Migrate file to a new git repository while preserving version history

Finding myself in a position where I was decommissioning an old project and starting afresh, there was a file that I wanted to copy to my new project and, ideally, retain all of the valuable version history.

After searching, I found reams of git commands piped together that may have solved my problem. They tended to be working backwards, making me start with the full repository and then using git filter-branch to filter down to the file or directory that I needed, it just didn’t seem right. The tutorials were also lengthy and used multiple git commands in sequence that I couldn’t follow so I wasn’t comfortable using.

What I actually wanted was very simple. I wanted all patches for a single file and to apply them to a new repository. I found a post explaining how to use git format patch.

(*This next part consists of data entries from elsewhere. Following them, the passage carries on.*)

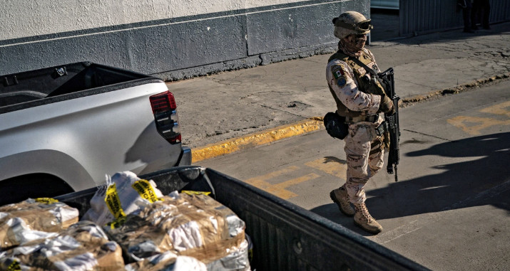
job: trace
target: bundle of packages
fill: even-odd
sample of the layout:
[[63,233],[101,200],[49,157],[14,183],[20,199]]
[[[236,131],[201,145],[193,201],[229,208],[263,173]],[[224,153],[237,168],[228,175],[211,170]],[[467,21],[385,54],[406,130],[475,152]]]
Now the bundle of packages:
[[91,199],[91,208],[82,220],[104,225],[140,210],[139,204],[158,200],[163,194],[153,181],[143,180],[131,171],[107,176]]
[[55,236],[78,222],[78,211],[53,198],[29,198],[0,207],[0,251]]
[[208,271],[205,265],[188,256],[167,251],[126,265],[126,271]]
[[174,191],[160,199],[128,215],[118,228],[104,227],[130,261],[170,252],[193,257],[208,270],[250,270],[245,223],[230,209],[203,194]]
[[78,222],[55,236],[0,253],[0,270],[119,270],[122,250],[101,228]]

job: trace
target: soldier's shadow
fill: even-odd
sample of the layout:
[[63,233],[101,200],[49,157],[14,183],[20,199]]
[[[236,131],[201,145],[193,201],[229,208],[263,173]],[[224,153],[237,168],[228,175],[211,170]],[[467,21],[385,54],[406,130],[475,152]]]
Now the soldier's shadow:
[[[402,144],[405,142],[401,146]],[[382,188],[367,190],[366,203],[374,218],[394,218],[485,205],[510,211],[510,133],[439,144],[427,149],[402,154],[401,161],[425,156],[431,159],[437,156],[474,159],[434,166],[443,171],[440,174],[401,179]],[[386,171],[385,166],[382,171]],[[386,173],[375,177],[387,178],[380,176],[383,174]],[[374,181],[377,182],[377,179]],[[356,228],[352,218],[342,215],[335,204],[311,211],[346,228]]]

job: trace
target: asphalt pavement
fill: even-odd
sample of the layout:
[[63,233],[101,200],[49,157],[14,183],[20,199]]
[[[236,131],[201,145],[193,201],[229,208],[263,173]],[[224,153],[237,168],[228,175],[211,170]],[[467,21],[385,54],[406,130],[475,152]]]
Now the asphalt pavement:
[[[509,80],[510,22],[475,33],[454,29],[398,38],[394,31],[377,32],[373,17],[367,48],[381,70],[394,69],[401,107]],[[325,79],[333,51],[168,83],[193,164],[323,127],[321,118],[336,108]]]

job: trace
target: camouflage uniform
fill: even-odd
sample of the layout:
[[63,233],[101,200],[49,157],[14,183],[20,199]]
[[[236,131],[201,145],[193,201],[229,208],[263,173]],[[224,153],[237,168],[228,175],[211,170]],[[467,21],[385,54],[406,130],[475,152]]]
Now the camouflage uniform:
[[[381,96],[363,89],[366,87],[363,87],[361,78],[367,76],[369,79],[369,73],[362,68],[355,70],[353,66],[356,65],[335,56],[330,58],[326,70],[330,90],[337,101],[337,113],[347,116],[347,120],[350,117],[354,119],[349,125],[349,134],[344,139],[347,174],[343,187],[351,203],[362,203],[366,199],[363,187],[384,164],[382,138],[375,132],[375,128],[384,121],[377,113]],[[367,48],[363,48],[359,58],[363,58],[369,59],[366,64],[369,68],[379,71],[374,55]],[[357,122],[360,119],[369,121]]]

I couldn’t quite get this line working for me. It was not including a patch for the root commit:

git format-patch -o ~/Code/patches $(git log file.txt|grep ^commit|tail -1|awk '{print $2}')^..HEAD file.txt

In the end, I found that this was sufficient:

git format-patch -o ~/Code/patches --root file.txt

This left me with a directory of patches, which, after initialising a new git repository, I could then apply in bulk with:

git am ~/Code/patches/*.patch

Now, all being well that would have been problem solved. However, somehow the git history on the file was messy. Without going into details, it meant that the patches produced didn’t make sense and it needed manual resolution.

After recovering from that fear you get when something goes wrong in git, I retaliated and was able to apply the patches manually with the help of this post.

git apply ~/Code/patches/0015-patchfile.patch --reject
(edit edit edit)
git add file.txt
git am --resolved

And there we are. One new repository with a brand new old file.